In [1]:
! pip install Seaborn


Collecting Seaborn
  Downloading seaborn-0.8.tar.gz (178kB)
    100% |████████████████████████████████| 184kB 2.6MB/s ta 0:00:01
Collecting scipy (from Seaborn)
  Downloading scipy-0.19.1-cp36-cp36m-macosx_10_6_intel.macosx_10_9_intel.macosx_10_9_x86_64.macosx_10_10_intel.macosx_10_10_x86_64.whl (16.2MB)
    100% |████████████████████████████████| 16.2MB 48kB/s  eta 0:00:01
Requirement already satisfied: numpy>=1.8.2 in /Users/bergeric/miniconda3/lib/python3.6/site-packages (from scipy->Seaborn)
Building wheels for collected packages: Seaborn
  Running setup.py bdist_wheel for Seaborn ... done
  Stored in directory: /Users/bergeric/Library/Caches/pip/wheels/59/10/63/af632c81af65a5acca29220158270dc767927a81650acffcb5
Successfully built Seaborn
Installing collected packages: scipy, Seaborn
Successfully installed Seaborn-0.8 scipy-0.19.1

In [2]:
import numpy as np
from numpy.random import randn
import pandas as pd
from pandas import Series, DataFrame

import matplotlib.pyplot as plt
from matplotlib import rcParams
import seaborn as sb

In [3]:
%matplotlib inline 
rcParams['figure.figsize'] = 5,4
sb.set_style('whitegrid')

Plotting a line chart in matplotlib


In [5]:
x=range(1,10)
y=[1,2,3,4,0,4,3,2,1]
plt.plot(x,y)


Out[5]:
[<matplotlib.lines.Line2D at 0x10fcff0b8>]
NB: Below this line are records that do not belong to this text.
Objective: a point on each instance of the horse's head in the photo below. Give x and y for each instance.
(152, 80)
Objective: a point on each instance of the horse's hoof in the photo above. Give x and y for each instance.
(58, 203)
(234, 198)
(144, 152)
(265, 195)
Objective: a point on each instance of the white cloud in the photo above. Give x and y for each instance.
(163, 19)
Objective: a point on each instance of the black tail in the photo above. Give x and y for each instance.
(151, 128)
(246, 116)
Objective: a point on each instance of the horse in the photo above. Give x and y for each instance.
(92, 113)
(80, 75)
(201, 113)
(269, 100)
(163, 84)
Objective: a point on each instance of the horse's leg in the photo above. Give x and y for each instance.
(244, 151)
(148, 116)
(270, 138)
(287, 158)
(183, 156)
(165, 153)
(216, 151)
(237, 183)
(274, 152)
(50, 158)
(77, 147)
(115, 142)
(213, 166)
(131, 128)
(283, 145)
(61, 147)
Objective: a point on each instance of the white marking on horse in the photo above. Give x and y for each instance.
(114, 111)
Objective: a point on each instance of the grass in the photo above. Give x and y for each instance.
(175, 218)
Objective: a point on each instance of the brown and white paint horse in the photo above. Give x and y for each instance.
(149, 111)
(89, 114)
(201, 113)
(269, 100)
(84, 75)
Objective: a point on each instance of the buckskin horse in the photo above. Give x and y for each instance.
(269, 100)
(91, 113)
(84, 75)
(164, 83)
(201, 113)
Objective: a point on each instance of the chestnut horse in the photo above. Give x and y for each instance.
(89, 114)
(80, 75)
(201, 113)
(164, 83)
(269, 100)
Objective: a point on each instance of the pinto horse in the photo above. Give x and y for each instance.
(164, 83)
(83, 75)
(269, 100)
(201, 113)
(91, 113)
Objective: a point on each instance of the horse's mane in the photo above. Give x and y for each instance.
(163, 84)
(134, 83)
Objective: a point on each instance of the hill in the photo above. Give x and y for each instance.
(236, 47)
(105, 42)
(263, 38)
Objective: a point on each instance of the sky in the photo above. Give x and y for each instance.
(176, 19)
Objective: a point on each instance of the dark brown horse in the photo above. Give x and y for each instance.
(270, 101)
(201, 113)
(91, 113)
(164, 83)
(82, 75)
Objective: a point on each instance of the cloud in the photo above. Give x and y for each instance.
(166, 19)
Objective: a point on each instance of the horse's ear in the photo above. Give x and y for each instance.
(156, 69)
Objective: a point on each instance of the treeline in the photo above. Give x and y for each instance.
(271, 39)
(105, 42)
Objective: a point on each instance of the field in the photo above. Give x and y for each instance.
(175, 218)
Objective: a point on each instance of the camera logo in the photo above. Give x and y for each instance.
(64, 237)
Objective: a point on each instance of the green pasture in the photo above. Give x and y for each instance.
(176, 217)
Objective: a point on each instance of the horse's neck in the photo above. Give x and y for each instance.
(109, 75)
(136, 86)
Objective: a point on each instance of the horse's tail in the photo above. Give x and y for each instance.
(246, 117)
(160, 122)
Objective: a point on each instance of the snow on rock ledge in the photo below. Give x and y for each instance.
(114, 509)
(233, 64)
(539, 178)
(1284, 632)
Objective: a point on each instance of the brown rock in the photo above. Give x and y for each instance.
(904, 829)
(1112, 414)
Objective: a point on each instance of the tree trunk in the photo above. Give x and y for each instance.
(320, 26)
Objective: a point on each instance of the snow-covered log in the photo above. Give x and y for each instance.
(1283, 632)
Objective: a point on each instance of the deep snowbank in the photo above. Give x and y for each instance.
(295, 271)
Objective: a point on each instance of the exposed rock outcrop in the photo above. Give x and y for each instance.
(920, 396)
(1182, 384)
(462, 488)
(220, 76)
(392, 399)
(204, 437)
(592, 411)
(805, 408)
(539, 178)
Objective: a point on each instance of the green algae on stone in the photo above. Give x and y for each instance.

Plotting a line chart from a Pandas object


In [6]:
# address = some data set 
# cars = pd.read_csv(address)
# cars.columns = ['car_names','mpg','cyl','disp','hp','drat','wt','qsec','vs','am',gear',carb']
#mpg = cars['mpg']
#mpg.plot()

Creating bar charts:


In [7]:
plt.bar(x,y)


Out[7]:
<Container object of 9 artists>

In [8]:
#Creating bar chart from pandas object
#mpg.plot(kind='bar')

Creating a pie chart


In [9]:
x=[1,2,3,4,0.5]
plt.pie(x)
plt.show()



In [10]:
#plt.savefig('pie_chart.jpeg') Saves plot as jpeg in wd
#plt.show()

Defining elements of a plot

Defining axes, ticks, and grids


In [11]:
x=range(1,10)
y=[1,2,3,4,0,4,3,2,1]

fig=plt.figure()
ax = fig.add_axes([.1, .1,1,1])
ax.plot(x,y)


Out[11]:
[<matplotlib.lines.Line2D at 0x11000da90>]

In [12]:
fig = plt.figure()
ax = fig.add_axes([.1, .1,1,1])

ax.set_xlim([1,9])
ax.set_ylim([0,5])

ax.set_xticks([0,1,2,4,5,6,8,9,10])
ax.set_yticks([0,1,2,3,4,5])

ax.plot(x,y)


Out[12]:
[<matplotlib.lines.Line2D at 0x1102d1e10>]

In [14]:
fig = plt.figure()
ax = fig.add_axes([.1, .1,1,1])

ax.set_xlim([1,9])
ax.set_ylim([0,5])

ax.grid() #seems like this takes away grid? different than tutorial
ax.plot(x,y)


Out[14]:
[<matplotlib.lines.Line2D at 0x110433e80>]

In [15]:
fig = plt.figure()
fig, (ax1,ax2)=plt.subplots(1,2)

ax1.plot(x)
ax2.plot(x,y)


Out[15]:
[<matplotlib.lines.Line2D at 0x10fd53c88>]
<matplotlib.figure.Figure at 0x110433e48>

Plot Formatting

Defining plot color, customizing line styles, setting marker styles


In [16]:
x = range(1,10)
y= [1,2,3,4,0.5,4,3,2,1]

plt.bar(x,y)


Out[16]:
<Container object of 9 artists>

In [17]:
wide=[0.5,0.5,0.5,0.9,0.9,0.5,0.5,0.9,0.9]
color = ['salmon']
plt.bar(x, y, width=wide, color=color, align='center')


Out[17]:
<Container object of 9 artists>

Note: with pandas objects

color_theme = ['darkgray','lightsalmon','powderblue'] df.plot(color=color_theme)


In [21]:
z = [1,2,3,4,0.5]

color_theme = ['#A9A9A9', '#FFA07A', '#B0E0E6','#FFE4CA','#BDB76B'] #hex codes
plt.pie(z, colors = color_theme)
plt.show()



In [22]:
#line styles
x1= range(0,10)
y1=[10,9,8,7,6,5,4,3,2,1]

plt.plot(x,y,ls = 'steps', lw = 5)
plt.plot(x1,y1, ls = '--', lw = 10)


Out[22]:
[<matplotlib.lines.Line2D at 0x110ad3470>]

In [23]:
#plot markers
plt.plot(x,y,marker = '1', mew=20)
plt.plot(x1,y1, marker = '+', mew=15)


Out[23]:
[<matplotlib.lines.Line2D at 0x110adad30>]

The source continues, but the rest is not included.